ROMA – E’ tempo di tricolori sui balconi, di riscoperta della Patria e dei suoi valori. Lo Speciale ‘Donne da ricordare’ compie un viaggio nel Risorgimento, quel tempo storico in cui finalmente nasce “quella coscienza nazionale che già chiedevano Dante Alighieri e Petrarca”. Un viaggio alla scoperta delle “grandissime donne di questa epoca, non tutte conosciute, che ne sono state protagoniste, di tutta Italia e di ceti sociali diversi. Il Risorgimento non è stato fatto solo da Garibaldi e Cavour” come ha ricordato Alessandra Necci, scrittrice e storica, che ha scelto di iniziare questo percorso con Cristina di Trivulzio, principessa di Belgiojoso, una “donna fuori dal comune”.

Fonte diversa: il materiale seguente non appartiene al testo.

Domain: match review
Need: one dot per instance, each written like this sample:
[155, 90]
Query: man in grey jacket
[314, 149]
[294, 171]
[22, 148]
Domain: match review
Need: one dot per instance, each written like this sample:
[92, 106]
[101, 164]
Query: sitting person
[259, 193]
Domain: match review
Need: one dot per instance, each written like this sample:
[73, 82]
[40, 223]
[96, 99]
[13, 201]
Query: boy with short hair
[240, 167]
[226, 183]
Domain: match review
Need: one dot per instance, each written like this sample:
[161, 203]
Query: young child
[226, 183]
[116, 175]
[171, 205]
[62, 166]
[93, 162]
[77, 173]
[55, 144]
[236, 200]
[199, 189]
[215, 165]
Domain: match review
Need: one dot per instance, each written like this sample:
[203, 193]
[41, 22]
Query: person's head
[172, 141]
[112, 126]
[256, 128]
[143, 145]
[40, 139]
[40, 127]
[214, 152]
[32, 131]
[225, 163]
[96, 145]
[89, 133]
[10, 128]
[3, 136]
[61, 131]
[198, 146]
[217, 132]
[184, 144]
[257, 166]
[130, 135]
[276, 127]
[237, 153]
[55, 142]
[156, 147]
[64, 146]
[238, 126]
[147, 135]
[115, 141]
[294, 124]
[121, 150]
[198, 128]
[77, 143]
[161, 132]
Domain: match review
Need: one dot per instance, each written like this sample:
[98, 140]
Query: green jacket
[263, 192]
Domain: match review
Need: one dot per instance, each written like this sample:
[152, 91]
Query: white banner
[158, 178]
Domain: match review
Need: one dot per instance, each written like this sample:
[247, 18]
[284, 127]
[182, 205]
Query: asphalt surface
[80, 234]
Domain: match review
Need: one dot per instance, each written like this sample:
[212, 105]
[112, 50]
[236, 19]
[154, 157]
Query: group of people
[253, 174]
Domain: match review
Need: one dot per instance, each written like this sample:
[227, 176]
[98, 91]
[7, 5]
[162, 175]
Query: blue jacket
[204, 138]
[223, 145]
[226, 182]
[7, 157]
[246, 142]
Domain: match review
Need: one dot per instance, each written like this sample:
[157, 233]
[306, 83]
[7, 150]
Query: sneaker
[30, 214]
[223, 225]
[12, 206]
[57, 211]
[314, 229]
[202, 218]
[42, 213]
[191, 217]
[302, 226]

Cristina di Trivulzio “nasce a Milano nel 1808 da famiglia nobiliare”, ha la possibilità di studiare, “è colta, ama la letteratura. Avrà un matrimonio poco felice che si concluderà poco dopo. Cristina- ha ricordato Alessandra Necci- è sempre più convinta della necessità della liberazione dell’Italia dal dominio austriaco” e inizia così il suo profondo impegno politico per il Paese. “E’ coinvolta nei complotti, ma ha l’intelligenza di capire che non bastano le società segrete per l’unificazione, serve la cultura”. Il salotto che lancia a Milano diventa così il punto di riferimento dei maggiori intellettuali del tempo.

“L’occhiuta polizia austriaca le si metterà di traverso e Cristina dovrà fuggire a Genova, per poi iniziare a viaggiare”.
Arriverà a Parigi dove dichiarerà, nonostante la confisca del suo patrimonio, “che non farà ammenda per tornare in Patria perché vuole essere libera“. Anche lì nascerà un altro salotto “straordinario” con i nomi eccellenti del tempo, “da Bellini, a Balzac, a Maroncelli” e molti altri.

E’ talmente fuori dai canoni del tempo che, giornalista ante litteram, inizia a collaborare con il giornale ‘Constitutionnel’ per il quale scriverà degli articoli, firmandosi ‘la Principessa rovinata’.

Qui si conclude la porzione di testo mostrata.